Light and dark are much more subtle than a simple black/white image of how life is supposed to be.
Worthiness and Value are shadowed by love and acceptance. And visa versa.
When people see you as having no value, worth or interest to them, they feel free to also dismiss you.
They don’t know if you’re confident or not.
Like in every great RomCom or sports movie, that ‘something’ becomes something to them. That’s when they sit up to take notice.
Have you ever been dismissed or devalued by anyone?
I sure hope so.
Nothing builds character or clarity more than being treated like you don’t matter.
Nobody wants to experience that but so many of us do.
Even the best people have their moments, without exception.
When it comes to believing in yourself enough to hold yourself to the highest regard, well, that’s one of life’s goals. Some of us have an easier time of it than others.
Going through a doctoral program in a progressive school that was distance learning before online learning was a thing meant that I was laughed at for my higher learning. By people both in and out of the industry.
Society is slow to accept ‘different’ until it does; then it becomes all the rage. Today? People are scrambling to the online schools for obvious reasons.
My professors were from Ivy League schools, but people didn’t care about that. They cared about obvious status. Nobody was interested in hearing about my education, because they themselves had no knowledge of what I was doing.
I was a lone wolf, held true to my goals by my online friends who were going though that program with me. To this day, many, many years later, I’m still friends with them.
I used to try to justify and explain my entire life so that others would accept me. I was a people pleaser out of need. Feck that.
Life’s too short to worry what other people are thinking.** Says the overthinking, explainer -people-pleaser in remission.
That’s part of this barrier of misunderstanding and choosing not to know about other people.

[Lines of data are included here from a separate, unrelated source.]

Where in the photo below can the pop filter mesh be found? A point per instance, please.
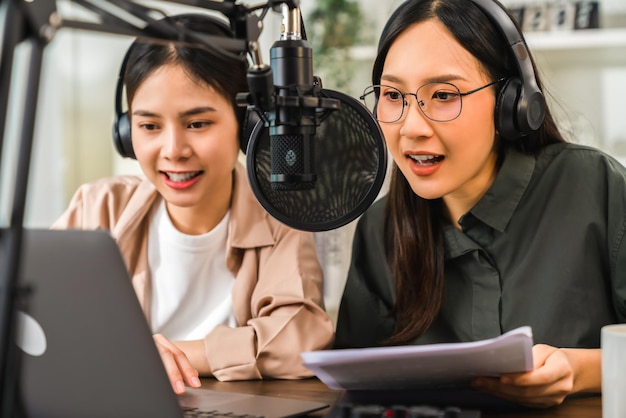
(350, 161)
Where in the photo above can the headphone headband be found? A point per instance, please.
(521, 104)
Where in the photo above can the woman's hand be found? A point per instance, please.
(557, 373)
(178, 367)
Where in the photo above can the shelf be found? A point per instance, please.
(577, 39)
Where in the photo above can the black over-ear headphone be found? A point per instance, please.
(520, 104)
(122, 138)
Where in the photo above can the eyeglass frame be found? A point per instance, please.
(405, 102)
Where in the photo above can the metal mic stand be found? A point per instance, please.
(32, 24)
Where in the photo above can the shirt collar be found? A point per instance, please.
(496, 207)
(248, 225)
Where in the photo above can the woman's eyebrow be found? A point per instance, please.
(197, 111)
(441, 77)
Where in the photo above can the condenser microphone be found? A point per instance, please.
(317, 158)
(294, 120)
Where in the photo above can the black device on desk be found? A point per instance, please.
(88, 349)
(396, 404)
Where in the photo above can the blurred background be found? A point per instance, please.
(580, 47)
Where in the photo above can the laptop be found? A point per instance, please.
(87, 347)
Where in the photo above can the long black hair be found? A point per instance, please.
(225, 72)
(413, 225)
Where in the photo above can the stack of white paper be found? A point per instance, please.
(422, 366)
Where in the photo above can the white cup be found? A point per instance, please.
(614, 371)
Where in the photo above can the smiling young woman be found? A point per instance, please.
(229, 291)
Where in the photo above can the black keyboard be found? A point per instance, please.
(349, 410)
(189, 412)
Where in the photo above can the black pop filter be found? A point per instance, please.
(350, 160)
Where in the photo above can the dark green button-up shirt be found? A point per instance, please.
(543, 247)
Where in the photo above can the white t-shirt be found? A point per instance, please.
(191, 286)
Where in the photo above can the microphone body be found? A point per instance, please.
(293, 122)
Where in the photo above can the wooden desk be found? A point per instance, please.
(314, 390)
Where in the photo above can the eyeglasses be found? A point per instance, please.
(439, 102)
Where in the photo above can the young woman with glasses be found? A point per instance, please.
(484, 228)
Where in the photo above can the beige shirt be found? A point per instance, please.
(278, 289)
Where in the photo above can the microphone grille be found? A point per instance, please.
(350, 160)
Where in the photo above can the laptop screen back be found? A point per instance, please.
(89, 350)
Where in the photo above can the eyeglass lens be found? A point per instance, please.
(439, 102)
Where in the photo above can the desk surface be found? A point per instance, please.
(313, 389)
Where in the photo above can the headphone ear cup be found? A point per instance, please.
(250, 120)
(122, 136)
(506, 109)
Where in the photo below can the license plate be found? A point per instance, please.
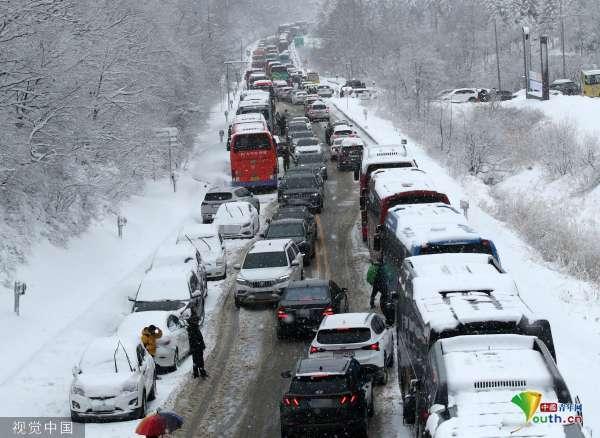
(344, 354)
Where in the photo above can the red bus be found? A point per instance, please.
(253, 156)
(374, 158)
(391, 187)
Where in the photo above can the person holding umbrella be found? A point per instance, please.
(197, 345)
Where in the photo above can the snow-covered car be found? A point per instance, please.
(170, 288)
(237, 220)
(219, 195)
(208, 241)
(459, 95)
(318, 111)
(309, 149)
(363, 336)
(113, 380)
(324, 91)
(268, 267)
(335, 147)
(174, 343)
(298, 97)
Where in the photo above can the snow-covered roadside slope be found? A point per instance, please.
(80, 292)
(568, 303)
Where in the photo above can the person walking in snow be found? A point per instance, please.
(150, 335)
(197, 345)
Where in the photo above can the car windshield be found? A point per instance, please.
(218, 196)
(310, 293)
(300, 183)
(309, 141)
(276, 230)
(344, 335)
(319, 384)
(148, 306)
(310, 158)
(258, 260)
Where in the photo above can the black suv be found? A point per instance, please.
(296, 229)
(327, 395)
(301, 189)
(303, 304)
(314, 162)
(297, 212)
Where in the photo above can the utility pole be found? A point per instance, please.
(525, 66)
(562, 39)
(497, 56)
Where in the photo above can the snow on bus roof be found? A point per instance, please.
(388, 182)
(249, 128)
(420, 224)
(473, 293)
(385, 154)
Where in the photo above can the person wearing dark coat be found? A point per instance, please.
(197, 345)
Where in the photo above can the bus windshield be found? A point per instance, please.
(250, 142)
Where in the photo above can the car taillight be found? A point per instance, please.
(372, 347)
(328, 311)
(291, 401)
(348, 399)
(281, 313)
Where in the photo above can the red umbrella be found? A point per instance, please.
(152, 425)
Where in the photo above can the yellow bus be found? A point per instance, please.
(590, 83)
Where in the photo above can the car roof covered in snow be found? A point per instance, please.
(340, 320)
(165, 283)
(232, 211)
(272, 245)
(196, 231)
(483, 374)
(388, 182)
(448, 296)
(385, 154)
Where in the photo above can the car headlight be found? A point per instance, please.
(283, 278)
(131, 386)
(78, 390)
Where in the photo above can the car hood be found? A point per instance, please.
(264, 273)
(102, 384)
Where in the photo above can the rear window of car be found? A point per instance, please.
(319, 384)
(218, 196)
(344, 335)
(312, 293)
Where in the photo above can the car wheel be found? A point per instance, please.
(383, 375)
(141, 411)
(152, 394)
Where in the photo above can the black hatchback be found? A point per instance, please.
(326, 396)
(303, 304)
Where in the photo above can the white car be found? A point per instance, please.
(207, 240)
(237, 220)
(363, 336)
(335, 147)
(459, 95)
(268, 267)
(174, 343)
(114, 380)
(298, 97)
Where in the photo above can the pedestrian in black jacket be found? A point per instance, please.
(197, 345)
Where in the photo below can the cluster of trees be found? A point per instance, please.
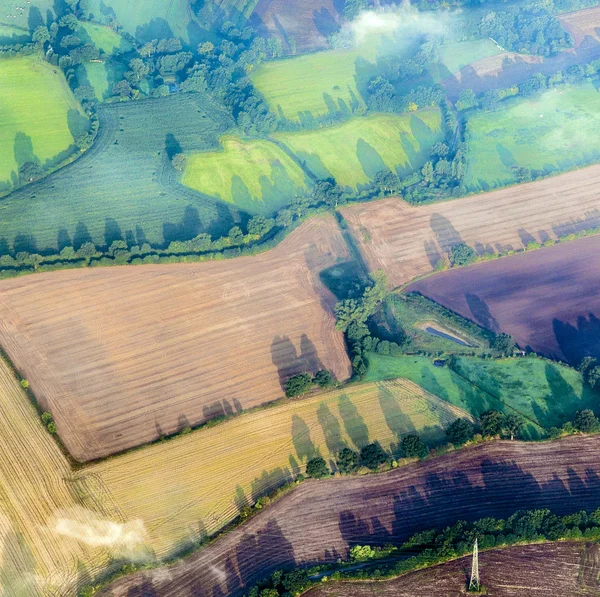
(439, 545)
(530, 29)
(351, 318)
(304, 382)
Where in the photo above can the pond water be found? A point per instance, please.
(441, 334)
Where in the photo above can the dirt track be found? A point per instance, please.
(548, 570)
(406, 241)
(122, 355)
(547, 299)
(320, 519)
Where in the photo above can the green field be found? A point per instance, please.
(305, 87)
(405, 319)
(26, 15)
(151, 19)
(124, 186)
(455, 56)
(545, 394)
(105, 39)
(555, 131)
(40, 116)
(356, 150)
(257, 176)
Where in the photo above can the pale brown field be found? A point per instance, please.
(582, 23)
(407, 241)
(123, 355)
(309, 22)
(319, 520)
(548, 570)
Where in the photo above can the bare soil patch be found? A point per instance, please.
(321, 519)
(582, 23)
(123, 355)
(549, 569)
(309, 22)
(407, 241)
(548, 300)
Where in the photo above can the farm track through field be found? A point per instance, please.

Nothing teaches us about ourselves like living by example.
Take money for example.
Today ~ I manifest money with my magical thinking about it. It’s more fun that way. I write every day but it’s such a privilege to have a job I love, I feel a bit guilty about the abundance. I had to make peace with that mindset. I had to learn how to love myself enough to believe I was worthy.
I have had both enough money to see the nuances of wealth and privilege and I’ve experienced the pains of poverty.

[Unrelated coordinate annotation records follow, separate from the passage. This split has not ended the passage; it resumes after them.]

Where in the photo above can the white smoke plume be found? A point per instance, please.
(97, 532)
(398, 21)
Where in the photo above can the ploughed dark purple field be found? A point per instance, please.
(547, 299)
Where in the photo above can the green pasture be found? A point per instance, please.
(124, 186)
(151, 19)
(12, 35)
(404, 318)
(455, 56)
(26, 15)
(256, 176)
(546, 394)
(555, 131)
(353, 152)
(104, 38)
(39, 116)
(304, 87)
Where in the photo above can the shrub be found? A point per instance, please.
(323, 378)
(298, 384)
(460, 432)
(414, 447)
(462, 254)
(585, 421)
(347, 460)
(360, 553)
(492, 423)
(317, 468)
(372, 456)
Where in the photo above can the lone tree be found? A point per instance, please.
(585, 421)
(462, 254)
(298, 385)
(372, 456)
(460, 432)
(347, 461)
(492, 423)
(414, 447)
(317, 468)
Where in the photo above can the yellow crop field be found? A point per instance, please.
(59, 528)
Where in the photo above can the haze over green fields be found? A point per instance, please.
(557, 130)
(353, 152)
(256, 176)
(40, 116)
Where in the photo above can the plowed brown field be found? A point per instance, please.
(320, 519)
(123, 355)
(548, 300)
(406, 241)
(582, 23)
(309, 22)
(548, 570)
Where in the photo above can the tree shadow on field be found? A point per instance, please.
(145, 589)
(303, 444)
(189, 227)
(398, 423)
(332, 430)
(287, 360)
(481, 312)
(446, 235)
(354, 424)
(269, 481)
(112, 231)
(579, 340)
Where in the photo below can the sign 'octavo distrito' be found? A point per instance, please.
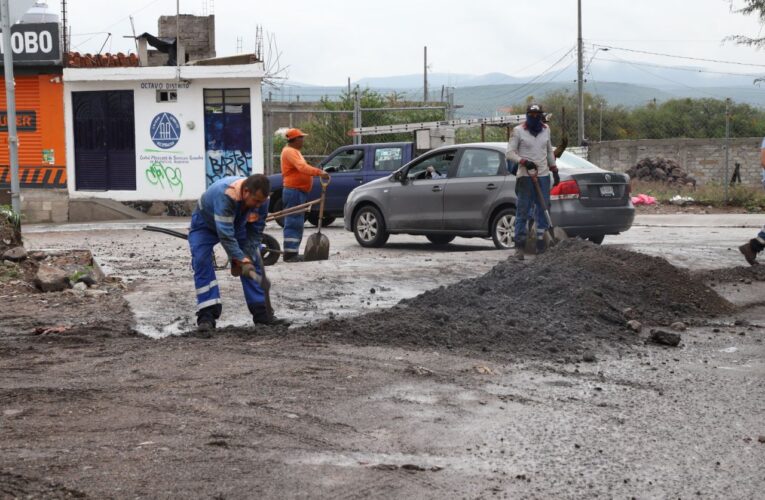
(34, 44)
(165, 85)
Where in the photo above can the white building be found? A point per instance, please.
(162, 132)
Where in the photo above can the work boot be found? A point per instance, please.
(261, 316)
(205, 328)
(541, 245)
(750, 251)
(293, 257)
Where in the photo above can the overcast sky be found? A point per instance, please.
(324, 42)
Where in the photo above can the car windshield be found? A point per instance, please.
(570, 160)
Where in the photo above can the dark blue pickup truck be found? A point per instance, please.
(350, 167)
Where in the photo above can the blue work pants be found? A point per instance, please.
(201, 241)
(528, 205)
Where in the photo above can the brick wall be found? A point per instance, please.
(703, 159)
(44, 205)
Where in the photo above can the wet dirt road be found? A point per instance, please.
(263, 416)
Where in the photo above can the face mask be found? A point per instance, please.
(534, 123)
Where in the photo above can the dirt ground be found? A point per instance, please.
(468, 390)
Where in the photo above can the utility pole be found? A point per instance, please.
(580, 73)
(425, 82)
(727, 147)
(10, 97)
(356, 114)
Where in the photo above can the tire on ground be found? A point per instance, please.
(503, 228)
(369, 227)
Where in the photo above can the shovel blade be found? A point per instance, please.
(317, 247)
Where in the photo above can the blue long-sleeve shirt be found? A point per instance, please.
(223, 211)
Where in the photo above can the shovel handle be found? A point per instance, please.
(324, 183)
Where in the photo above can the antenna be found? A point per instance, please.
(259, 42)
(132, 26)
(63, 26)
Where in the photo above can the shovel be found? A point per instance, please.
(317, 245)
(557, 234)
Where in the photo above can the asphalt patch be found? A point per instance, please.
(572, 300)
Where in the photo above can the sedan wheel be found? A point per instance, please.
(503, 229)
(369, 227)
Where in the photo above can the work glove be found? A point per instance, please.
(556, 175)
(248, 270)
(241, 267)
(561, 147)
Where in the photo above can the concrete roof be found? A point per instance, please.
(255, 70)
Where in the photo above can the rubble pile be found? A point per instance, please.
(659, 169)
(576, 299)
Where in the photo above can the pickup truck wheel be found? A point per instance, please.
(597, 239)
(314, 219)
(440, 239)
(269, 250)
(278, 206)
(369, 227)
(503, 229)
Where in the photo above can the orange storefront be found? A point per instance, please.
(40, 124)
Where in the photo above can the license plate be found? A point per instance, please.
(606, 190)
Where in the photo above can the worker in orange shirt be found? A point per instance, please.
(298, 177)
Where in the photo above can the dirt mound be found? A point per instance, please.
(741, 273)
(9, 234)
(16, 486)
(575, 298)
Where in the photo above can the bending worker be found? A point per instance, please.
(297, 176)
(754, 246)
(531, 149)
(231, 212)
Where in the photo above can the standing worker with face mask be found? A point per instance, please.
(531, 149)
(298, 179)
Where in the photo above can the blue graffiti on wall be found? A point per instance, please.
(221, 164)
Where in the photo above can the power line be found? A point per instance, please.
(671, 80)
(505, 94)
(680, 57)
(680, 68)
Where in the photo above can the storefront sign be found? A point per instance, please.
(165, 85)
(26, 121)
(165, 130)
(34, 44)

From that lens, I can speak, up close and personal about what both experiences felt like. Both felt like an out of body experience that offered insight to how the happiness industry can only be applied to some.
When I was working on my master’s degree, a mentor I respected and adored advised me to “get into the field on the ground floor” while completing the degree. She told me that people would not respect me if I told them I was working as a waitress to support myself (and my daughter) as a solo mom.

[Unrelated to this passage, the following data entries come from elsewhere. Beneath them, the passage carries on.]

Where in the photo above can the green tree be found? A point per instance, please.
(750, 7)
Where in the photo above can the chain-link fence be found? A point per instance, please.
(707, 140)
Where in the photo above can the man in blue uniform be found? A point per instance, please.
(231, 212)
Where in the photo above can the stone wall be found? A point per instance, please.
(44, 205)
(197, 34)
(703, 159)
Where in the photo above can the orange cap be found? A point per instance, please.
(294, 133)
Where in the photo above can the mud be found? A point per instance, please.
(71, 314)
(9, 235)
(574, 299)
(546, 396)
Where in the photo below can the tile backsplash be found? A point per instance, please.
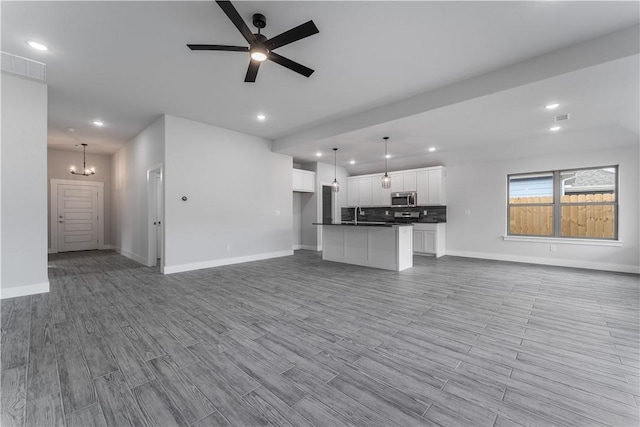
(434, 214)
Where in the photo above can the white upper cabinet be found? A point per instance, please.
(381, 196)
(429, 183)
(353, 191)
(304, 181)
(409, 181)
(422, 187)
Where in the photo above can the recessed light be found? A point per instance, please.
(36, 45)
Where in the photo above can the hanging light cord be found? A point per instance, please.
(385, 154)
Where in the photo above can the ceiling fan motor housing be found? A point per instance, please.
(259, 21)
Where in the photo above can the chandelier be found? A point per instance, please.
(85, 171)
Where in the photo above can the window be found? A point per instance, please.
(578, 203)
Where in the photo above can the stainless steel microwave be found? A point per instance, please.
(405, 199)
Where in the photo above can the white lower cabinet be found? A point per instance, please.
(429, 239)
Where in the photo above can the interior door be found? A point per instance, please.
(77, 218)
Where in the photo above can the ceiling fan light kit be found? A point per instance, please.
(260, 48)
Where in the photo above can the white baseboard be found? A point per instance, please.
(21, 291)
(225, 261)
(131, 255)
(605, 266)
(100, 248)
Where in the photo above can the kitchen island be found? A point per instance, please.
(370, 244)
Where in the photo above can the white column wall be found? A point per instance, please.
(23, 217)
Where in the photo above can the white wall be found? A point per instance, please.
(239, 206)
(296, 235)
(481, 188)
(58, 162)
(129, 194)
(23, 187)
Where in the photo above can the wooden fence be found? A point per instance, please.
(589, 217)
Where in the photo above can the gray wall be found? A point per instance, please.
(129, 194)
(58, 162)
(23, 249)
(239, 206)
(480, 187)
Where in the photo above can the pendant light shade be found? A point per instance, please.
(85, 171)
(335, 185)
(386, 179)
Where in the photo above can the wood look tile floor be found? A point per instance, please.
(297, 341)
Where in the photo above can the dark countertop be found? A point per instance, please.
(366, 224)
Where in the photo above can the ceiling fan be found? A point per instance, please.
(260, 48)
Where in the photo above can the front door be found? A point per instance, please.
(77, 218)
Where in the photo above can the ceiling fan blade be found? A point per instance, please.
(292, 65)
(252, 71)
(301, 31)
(237, 20)
(218, 47)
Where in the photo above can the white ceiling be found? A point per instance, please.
(127, 63)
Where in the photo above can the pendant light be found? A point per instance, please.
(386, 179)
(85, 171)
(335, 186)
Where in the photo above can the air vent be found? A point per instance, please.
(23, 66)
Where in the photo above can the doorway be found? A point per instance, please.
(155, 203)
(76, 215)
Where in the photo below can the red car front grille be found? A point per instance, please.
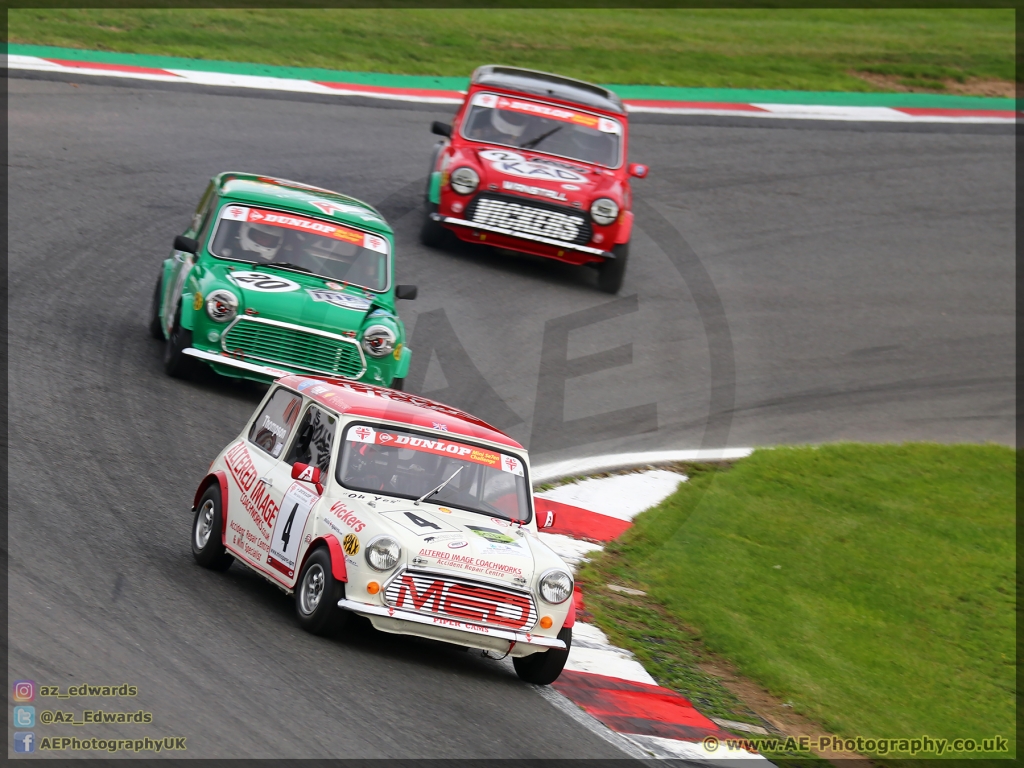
(520, 215)
(461, 600)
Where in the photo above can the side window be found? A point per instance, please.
(275, 421)
(203, 209)
(314, 439)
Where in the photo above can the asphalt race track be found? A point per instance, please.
(787, 284)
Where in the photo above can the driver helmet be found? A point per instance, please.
(261, 239)
(324, 248)
(510, 123)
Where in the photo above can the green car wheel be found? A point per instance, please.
(176, 363)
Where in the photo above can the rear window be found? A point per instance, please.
(260, 236)
(524, 124)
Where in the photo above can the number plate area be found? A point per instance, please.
(461, 600)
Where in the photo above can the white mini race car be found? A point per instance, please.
(364, 500)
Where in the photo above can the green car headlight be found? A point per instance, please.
(379, 341)
(221, 305)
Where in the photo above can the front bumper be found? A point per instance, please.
(452, 627)
(465, 223)
(225, 359)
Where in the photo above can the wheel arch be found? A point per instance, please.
(221, 479)
(338, 568)
(625, 231)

She basically was saying, without saying, that my blue collar job was not worthy of her respect. That was a hard pill to swallow. Especially so because of what I was in training to do. Work with the poor.
The thing was ~ where I lived, waiting tables paid me more in four days, w/half the hours than any entry level position. Nobody cared about a solo mom’s need or want to be with their child back then. Nobody cared about how a woman became a solo mom in the first place. In the early 90’s, people were still just assuming the worst about single mothers.
Many years later, I came to find out that she was a very wealthy woman who was born with a silver spoon in her mouth. No matter what she did for the world, she really had no personal experience of what it was to live day to day ~ to survive life, rather than live it. She couldn’t give me good advice because she didn’t know what she didn’t know.
That wasn’t her problem. It was mine. For not seeing her shadow, or my own. My struggle was something other people didn’t even think about. I only thought about my point of view, rather than opening up to understanding hers.
It stung, but it also forced me to buckle down and work harder. Ironically, back then, even the fathers of the children who acted more like Disney Dads, than responsible care givers to their own children, treated the mothers of the children like an expendable after thought.
In a way (and sorry Disney, I didn’t come up with the term) society itself is a bit of a “Disney Dad”
Solo moms should be celebrated for their grit. Not reduced to the way society treats us.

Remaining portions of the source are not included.